Were not talking about science, were talking about engineering.  I.E. the
same kind of fusion systems, just higher power levels.  I'ld be more worried
about scaling up the reactors to 'burn' about 40, million tons of fuel in few

>The fact is that we could build a vehicle powered primarily by D-D
>reactions _today_ (a crude Orion rocket).  Within 10 or 20 years,
>we could even do a pretty good job of it (a refined MagOrion).
>By the time we can even consider a manned interstellar mission,
>it should be easy technology.

Orion has a poor spec imp and mass ratio, but your right it, or laser fusion,
or a couple other designs are within present tech.  (Give or take a decade to
develop and test the systems.)

>The fact is that there is no telling how long it would take to power
>something with lithium fusion, no matter how much money is spent
>researching it.
>How long do you think it will take, assuming we spend 100 billion
>dollars a year on fusion research specifically aimed at acheiving
>lithium fusion?  Rough estimate?  Ten years?  100 years?  500 years?

Assuming a few hundred million a year (oh say a couple billion to be really
safe) probably 20 years.  Also note the scale of the engines required for
such a ship would make them vstly larger and more stable, then the ground
based power systems were studing now.

>>Oh I agree by the way that the cost of the maser stations to boost the ship
>>out would be the dominent cost factor of a maser sail systems, but don't
>>think you variation would reduce that.
>Back it up with some numbers.  Just rough guestimates.
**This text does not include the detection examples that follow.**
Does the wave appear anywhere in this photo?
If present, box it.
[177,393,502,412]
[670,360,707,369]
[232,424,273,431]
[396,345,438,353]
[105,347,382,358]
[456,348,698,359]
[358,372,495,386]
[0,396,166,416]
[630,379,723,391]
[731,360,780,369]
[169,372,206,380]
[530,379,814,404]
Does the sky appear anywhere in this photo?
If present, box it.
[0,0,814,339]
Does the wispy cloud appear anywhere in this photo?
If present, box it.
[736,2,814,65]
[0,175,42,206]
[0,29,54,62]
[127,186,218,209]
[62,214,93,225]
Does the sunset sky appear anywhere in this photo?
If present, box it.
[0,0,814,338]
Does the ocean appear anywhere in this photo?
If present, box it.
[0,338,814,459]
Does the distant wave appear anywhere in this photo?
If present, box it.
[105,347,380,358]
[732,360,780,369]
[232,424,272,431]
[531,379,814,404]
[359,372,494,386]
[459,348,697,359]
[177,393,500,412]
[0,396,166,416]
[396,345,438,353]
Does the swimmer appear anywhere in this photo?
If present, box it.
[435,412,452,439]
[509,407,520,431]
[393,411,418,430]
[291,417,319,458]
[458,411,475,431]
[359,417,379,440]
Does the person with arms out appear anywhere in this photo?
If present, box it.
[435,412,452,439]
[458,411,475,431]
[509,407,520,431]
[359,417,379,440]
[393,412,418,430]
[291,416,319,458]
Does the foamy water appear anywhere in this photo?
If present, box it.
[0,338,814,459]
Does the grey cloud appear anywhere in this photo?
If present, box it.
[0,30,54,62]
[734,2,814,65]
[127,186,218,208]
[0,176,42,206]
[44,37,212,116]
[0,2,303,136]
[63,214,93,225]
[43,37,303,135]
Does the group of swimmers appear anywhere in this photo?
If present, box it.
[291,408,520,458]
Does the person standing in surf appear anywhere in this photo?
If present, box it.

Depends on the manufacturing tech.  I roughly remember the O'Neil Maser
platforms were expected to produce10^11 maybe 10^12 watts and cost about $10
billion a peice.  I remember we were expecting to need 10^16 to 10^18th in
total beamed power (real rough memory) sou that would cost so the cost would
be $100 trillion to $10,000 trillion (compared to $tens of billions for the
litium fuel).  Obviously impossible, it would be cheaper to just use 400
times as much fusion fuel and boost pure fusion.  But automated mass
production of standard sateligths, consuming near earthy asteroids for ore,
should (hopefully) bring the cost of the sats down by a couple orders of
magnitude or the projects obviousl imposible with current tech.